Drew Angerer | Getty Images
During this hyper-partisan age, Congress has acted in a rapid bipartisan fashion, enacting a range of support measures totaling over $3 trillion with plans for more.
The Federal Reserve has operated at a speed and scale that is breathtaking. It has backstopped state and local governments and more markets than myself and many others thought was possible.
The total amount of economic aid is expected to exceed $10 trillion.
The lines of cars at the local food bank and the realization that over 26 million Americans have lost their jobs in the last five weeks is heart-wrenching. With an economy decimated by an unseen virus, our policy makers are forced to respond in this human moment. When a vaccine is developed and our world returns to a better place, we will attempt to place our actions to survive the pandemic in the proper context.
One of these frameworks will have to be Modern Monetary Theory (MMT). This theory has received increased publicity over the past three years as politicians realized there was not a plausible plan to raise the funds necessary to fund “Healthcare for All,” the “Green New Deal,” free college and other initiatives through taxes alone.
The core principle of MMT is that sovereign governments with sovereign currencies can “print” or “coin” money to support full employment or essentially any government program that would benefit society in the here and now. Critics have labeled it the “Magic Money Tree Theory.” Those detractors include Keynesian and Monetarist economists, who cite Hungary in the 1840’s, Brazil in the 80’s, Mexico in the 90’s as examples of where easy money policies led to hyperinflation.
Warren Mosler was one of the founders of MMT, and what is known as `Mosler’s law’ states: “No financial crisis is so deep that a sufficiently large increase in public spending cannot deal with it.” These words fundamentally represent the actions our policy makers have taken in response to the virus.

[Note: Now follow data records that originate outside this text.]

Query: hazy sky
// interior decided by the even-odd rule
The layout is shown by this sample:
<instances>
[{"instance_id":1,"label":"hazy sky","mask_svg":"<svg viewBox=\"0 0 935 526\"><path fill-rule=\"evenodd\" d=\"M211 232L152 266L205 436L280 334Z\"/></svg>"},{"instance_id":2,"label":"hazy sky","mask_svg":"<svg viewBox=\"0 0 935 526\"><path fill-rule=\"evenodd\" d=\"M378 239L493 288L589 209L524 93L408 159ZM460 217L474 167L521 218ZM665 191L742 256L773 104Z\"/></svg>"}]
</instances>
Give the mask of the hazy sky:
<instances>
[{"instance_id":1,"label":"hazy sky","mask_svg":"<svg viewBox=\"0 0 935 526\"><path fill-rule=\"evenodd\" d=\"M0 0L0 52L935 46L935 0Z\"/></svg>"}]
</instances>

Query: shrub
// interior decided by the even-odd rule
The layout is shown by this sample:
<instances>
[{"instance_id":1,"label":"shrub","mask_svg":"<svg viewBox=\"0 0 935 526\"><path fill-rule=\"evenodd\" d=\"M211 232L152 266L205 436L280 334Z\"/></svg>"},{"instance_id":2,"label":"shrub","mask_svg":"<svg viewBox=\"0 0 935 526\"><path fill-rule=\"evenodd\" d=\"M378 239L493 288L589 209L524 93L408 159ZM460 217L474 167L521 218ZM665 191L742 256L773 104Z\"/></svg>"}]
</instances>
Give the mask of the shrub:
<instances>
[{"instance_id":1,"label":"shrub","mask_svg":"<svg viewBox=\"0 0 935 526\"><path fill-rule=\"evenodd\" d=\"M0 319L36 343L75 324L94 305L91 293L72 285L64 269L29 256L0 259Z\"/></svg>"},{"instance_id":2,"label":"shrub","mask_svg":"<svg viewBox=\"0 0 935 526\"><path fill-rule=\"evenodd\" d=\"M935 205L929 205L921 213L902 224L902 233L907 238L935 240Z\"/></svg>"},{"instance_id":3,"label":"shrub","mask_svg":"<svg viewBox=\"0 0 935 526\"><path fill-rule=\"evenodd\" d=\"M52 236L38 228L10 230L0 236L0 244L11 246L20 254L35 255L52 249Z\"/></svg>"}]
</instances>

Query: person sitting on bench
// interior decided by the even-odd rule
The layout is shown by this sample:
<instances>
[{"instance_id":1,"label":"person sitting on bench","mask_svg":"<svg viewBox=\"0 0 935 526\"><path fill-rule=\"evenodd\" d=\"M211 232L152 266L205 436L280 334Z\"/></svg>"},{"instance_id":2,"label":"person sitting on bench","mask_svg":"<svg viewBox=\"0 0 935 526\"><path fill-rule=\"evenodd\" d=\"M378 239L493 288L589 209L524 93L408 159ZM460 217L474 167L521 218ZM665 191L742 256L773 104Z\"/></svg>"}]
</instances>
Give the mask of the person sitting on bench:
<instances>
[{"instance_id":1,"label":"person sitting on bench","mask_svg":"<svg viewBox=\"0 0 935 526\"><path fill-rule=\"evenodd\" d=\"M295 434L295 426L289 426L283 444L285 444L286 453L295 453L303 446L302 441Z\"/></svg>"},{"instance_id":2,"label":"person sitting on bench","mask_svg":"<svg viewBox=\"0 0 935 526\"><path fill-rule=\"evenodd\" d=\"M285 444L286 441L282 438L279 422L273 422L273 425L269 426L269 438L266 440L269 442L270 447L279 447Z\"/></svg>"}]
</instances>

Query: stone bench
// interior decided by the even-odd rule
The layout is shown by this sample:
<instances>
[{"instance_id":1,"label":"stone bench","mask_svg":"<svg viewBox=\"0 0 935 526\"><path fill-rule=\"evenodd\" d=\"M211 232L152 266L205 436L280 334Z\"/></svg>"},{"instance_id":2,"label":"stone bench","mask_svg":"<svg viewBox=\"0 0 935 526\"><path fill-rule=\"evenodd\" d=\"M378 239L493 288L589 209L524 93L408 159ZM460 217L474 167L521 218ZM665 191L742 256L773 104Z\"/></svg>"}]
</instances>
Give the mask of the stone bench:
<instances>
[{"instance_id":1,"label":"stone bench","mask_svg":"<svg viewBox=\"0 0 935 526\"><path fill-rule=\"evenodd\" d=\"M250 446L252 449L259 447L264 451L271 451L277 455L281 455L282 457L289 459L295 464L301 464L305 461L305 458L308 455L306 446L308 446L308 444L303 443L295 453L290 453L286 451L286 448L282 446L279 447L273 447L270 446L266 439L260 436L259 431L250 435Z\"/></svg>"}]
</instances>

This pandemic has moved MMT from the fringes to the dead center as the actual monetary policy of the United States.
Post-pandemic, our national debt will approach $30 trillion, and talk of the burden we are leaving our grandchildren will inevitably return. I assume MMT’ers care about their grandchildren as much as anybody, but they do not see debts and deficits as bills to be paid. Deficit spending represents a transfer of wealth to the private sector. Deficit spending in MMT only decreases as a consequence of raising taxes to control inflation. It is never seen as a problem. Rather, the primary use of the deficit as a tool is to ensure full employment.
As we enter the post-pandemic world, with a V-, a U- or W-shaped recovery, do we stay with the MMT-based philosophy of spending what it takes to make the economy whole, or do we transition to a philosophy that deficits are dangerous and need to be controlled? Considering we were running trillion-dollar deficits with a great economy before the pandemic and the societal pressure was to spend more, not less, it seems obvious that we will all be MMT’ers for quite a while.